Of course, speaking of challenges to come back to, thinking of the possibility of picking up the Critique reminds me that I never did finish Hegel's Phenomenology. We spent many weeks reading sections of it my senior year in college, and at the time it didn't leave me wanting more. Some years after that it was the only book on my comprehensive reading lists in graduate school that I didn't finish. Last year I bought a commentary on it by my favorite undergraduate teacher, thinking that he if anyone would teach me to love Hegel as he deserves, but the commentary has so far gone as unfinished as its commentatum.

* * *

So, reading the opening sections of the Prolegomena to any Future Metaphysics is filling me with an irrational desire to read Hegel side by side with a 500-page commentary. I think I'll manage to hold out for now. But I do the same thing with literature. Earlier this summer I was rereading The Canterbury Tales. I took a break to read The Faerie Queene for the third time, and when I was done, instead of going back to Chaucer, I've instead gone back to a series of Icelandic sagas. Right now I'm in the middle of a translation of Njalssaga which is more literally faithful than the last one I read, so I'm enjoying it. But I confess that I'm taking a break from it in order to read The Adventures of Tom Bombadil, a little book that I find improves with age.
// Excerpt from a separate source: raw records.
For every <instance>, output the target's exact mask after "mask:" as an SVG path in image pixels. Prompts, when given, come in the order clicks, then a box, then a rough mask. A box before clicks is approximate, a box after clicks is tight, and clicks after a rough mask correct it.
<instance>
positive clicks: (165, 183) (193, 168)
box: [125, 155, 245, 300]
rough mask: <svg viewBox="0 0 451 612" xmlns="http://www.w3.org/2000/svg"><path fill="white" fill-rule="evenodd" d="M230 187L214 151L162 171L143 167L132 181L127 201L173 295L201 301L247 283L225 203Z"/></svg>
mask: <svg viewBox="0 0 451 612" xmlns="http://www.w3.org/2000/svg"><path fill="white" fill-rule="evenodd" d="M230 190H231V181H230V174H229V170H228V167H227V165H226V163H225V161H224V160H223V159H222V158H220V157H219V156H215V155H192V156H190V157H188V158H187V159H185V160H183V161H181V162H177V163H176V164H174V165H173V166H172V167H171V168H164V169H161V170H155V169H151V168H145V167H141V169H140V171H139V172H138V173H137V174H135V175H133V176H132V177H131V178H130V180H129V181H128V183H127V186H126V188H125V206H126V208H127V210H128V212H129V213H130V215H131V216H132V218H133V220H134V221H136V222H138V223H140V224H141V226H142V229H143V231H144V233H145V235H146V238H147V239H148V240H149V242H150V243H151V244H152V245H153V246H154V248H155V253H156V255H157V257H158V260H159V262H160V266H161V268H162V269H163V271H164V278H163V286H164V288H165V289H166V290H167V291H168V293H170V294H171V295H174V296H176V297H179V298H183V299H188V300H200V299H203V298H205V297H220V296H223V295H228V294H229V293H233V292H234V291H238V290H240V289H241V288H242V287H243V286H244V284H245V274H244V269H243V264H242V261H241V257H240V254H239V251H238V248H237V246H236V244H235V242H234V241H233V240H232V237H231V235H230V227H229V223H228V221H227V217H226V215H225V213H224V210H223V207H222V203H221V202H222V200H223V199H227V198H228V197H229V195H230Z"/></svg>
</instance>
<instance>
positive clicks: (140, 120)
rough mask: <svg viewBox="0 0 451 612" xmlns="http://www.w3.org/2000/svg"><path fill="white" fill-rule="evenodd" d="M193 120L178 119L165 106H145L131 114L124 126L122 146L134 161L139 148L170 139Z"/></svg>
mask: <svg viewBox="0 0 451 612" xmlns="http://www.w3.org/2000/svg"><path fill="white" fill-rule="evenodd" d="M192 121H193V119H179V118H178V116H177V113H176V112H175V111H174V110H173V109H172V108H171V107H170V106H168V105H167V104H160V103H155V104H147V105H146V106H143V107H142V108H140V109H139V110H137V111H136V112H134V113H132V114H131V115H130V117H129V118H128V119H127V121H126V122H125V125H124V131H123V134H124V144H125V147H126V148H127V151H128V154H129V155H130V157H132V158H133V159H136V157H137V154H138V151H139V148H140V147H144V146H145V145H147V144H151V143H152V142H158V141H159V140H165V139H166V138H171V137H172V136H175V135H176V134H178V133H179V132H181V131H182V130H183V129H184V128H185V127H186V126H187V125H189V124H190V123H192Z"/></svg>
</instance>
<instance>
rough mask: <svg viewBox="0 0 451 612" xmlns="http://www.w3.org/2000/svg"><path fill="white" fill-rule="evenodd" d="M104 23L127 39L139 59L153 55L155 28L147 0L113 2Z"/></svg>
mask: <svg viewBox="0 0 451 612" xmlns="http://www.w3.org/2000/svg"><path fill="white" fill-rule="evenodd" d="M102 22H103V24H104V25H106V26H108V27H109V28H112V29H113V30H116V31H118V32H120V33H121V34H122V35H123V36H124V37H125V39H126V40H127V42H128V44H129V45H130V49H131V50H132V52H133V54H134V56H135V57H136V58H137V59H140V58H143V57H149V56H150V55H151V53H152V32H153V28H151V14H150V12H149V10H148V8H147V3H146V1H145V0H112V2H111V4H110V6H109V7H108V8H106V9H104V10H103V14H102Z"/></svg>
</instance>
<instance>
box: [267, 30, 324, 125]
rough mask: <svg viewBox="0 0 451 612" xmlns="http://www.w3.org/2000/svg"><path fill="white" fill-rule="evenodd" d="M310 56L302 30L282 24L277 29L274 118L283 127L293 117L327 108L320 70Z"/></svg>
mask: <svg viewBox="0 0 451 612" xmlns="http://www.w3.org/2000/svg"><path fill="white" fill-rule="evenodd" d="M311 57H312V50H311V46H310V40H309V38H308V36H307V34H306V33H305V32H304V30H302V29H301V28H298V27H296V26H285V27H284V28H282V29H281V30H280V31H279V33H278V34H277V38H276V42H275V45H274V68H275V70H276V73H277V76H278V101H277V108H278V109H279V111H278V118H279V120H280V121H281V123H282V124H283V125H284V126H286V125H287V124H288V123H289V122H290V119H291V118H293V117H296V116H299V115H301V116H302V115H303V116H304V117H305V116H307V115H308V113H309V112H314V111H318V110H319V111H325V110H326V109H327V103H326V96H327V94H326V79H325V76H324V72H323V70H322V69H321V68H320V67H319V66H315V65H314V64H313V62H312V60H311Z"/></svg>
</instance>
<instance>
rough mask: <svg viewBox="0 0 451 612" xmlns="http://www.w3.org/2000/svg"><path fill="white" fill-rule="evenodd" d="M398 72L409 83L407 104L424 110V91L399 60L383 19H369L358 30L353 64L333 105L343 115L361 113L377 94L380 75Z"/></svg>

I've decided just now that the third poem, "Errantry", is an allegory of the philosophical life, and it includes an episode on the hero's attempt to win love and reward from that harsh mistress Academia:

He sat and sang a melody,
his errantry a tarrying,
he begged a pretty butterfly,
that fluttered by to marry him.
She scorned him and she scoffed at him,
she laughed at him unpitying,
so long he studied wizardry,
and sigaldry and smithying.


It turns out that the pursuit, like so many pursuits, is just a distraction. The butterfly squanders his gifts and falls to bitter quarreling; the hero abandons her and looks elsewhere, but in his journeying and tourneying forgets his message and his errand. I need to beware of distractions. The real thing is the study - the wizardry and sigaldry and smithying.

4 comments:

Crude said...

Nickelodeon used to show a cartoon called "Rocko's Modern Life", and in one episode Rocko discovers that his friend, who he had always considered a dim bulb, is actually a prodigy. He visits his friend's house to find him reading the Critique of Pure Reason, decides that he can't be bested by his friend, and goes home to read it himself, resulting in an amusing montage of mental anguish and existential horror (this is how I remember the episode; it's been more than fifteen years).

As a longstanding animation fan, I'm glad - and amused - to see someone steeped in scholastic philosophy cite Rocko's Modern Life at all. Much less as an inspiration like that, however indirect.

I had a similar experience: I ended up reading quite a lot about quantum physics due almost entirely to a Futurama episode about a futuristic horse race. The announcer mentioned it came down to a quantum finish, and when the winner was revealed Farnsworth angrily said, 'No fair! You changed the result by measuring it!' I decided I wanted to know what in the world that could mean.

Lee Faber said...

Futurama!

Lee Faber said...

Plus, Michael, what you describe sounds suspiciously like a vice. Or perhaps its along the lines of why God invented alcohol...

Anonymous said...

greetings,

on another, but related, note, how would Scotists respond to Humeans, Kantians, and etc?